Pesquisas recentes sugerem que um imposto progressivo sobre o consumo — onde quem gasta mais paga proporcionalmente mais — poderia trazer benefícios económicos e sociais significativos, refere o the conversation. Ao contrário da tributação do rendimento, que penaliza os ganhos mais elevados de forma imediata e pode desincentivar o trabalho e a poupança, a tributação do consumo acompanha melhor o comportamento das famílias ao longo da vida.
Alguém com um salário elevado mas que poupa grande parte do rendimento pagaria menos impostos do que alguém com rendimento mais baixo que consome tudo o que ganha.
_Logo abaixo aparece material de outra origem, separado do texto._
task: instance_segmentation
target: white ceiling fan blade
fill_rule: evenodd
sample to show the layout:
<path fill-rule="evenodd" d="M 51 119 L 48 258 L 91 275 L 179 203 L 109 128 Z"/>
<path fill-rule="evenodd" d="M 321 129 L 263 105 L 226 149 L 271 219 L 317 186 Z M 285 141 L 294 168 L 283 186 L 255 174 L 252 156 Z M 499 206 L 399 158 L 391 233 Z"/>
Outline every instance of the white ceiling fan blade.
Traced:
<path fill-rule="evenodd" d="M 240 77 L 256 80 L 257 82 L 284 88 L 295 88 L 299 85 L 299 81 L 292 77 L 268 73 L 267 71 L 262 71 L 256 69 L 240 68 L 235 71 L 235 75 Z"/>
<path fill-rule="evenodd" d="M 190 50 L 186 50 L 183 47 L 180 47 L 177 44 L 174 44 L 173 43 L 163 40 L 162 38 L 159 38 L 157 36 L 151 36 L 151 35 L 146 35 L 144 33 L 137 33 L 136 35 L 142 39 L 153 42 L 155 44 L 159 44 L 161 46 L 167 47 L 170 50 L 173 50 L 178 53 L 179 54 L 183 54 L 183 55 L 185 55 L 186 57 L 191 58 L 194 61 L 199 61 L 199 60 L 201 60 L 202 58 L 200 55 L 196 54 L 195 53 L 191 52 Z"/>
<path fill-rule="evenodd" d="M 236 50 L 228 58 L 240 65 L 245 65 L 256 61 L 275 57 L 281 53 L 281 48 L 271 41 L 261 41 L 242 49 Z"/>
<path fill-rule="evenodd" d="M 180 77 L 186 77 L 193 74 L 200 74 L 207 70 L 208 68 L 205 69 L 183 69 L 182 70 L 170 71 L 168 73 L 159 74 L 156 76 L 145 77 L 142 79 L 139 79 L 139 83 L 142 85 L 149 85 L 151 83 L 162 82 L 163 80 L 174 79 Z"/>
Este mecanismo incentiva a poupança, que, por sua vez, alimenta investimento, produtividade e, a longo prazo, salários mais altos. Estudos indicam que esta mudança poderia equivaler a um aumento permanente de cerca de 10% no padrão de vida das famílias.
Um dos principais receios é que os impostos sobre o consumo sejam regressivos. No entanto, é possível introduzir progressividade neste sistema, garantindo redistribuição justa sem os efeitos negativos que a tributação do rendimento gera na economia. Por exemplo, calcular o imposto com base no rendimento médio ao longo de vários anos permitiria refletir melhor os hábitos de consumo e reduzir a penalização de quem tem rendimentos mais voláteis.
Segundo os investigadores, esta abordagem não exigiria nova burocracia: os governos já possuem os dados sobre rendimentos históricos, bastando utilizá-los de forma diferente.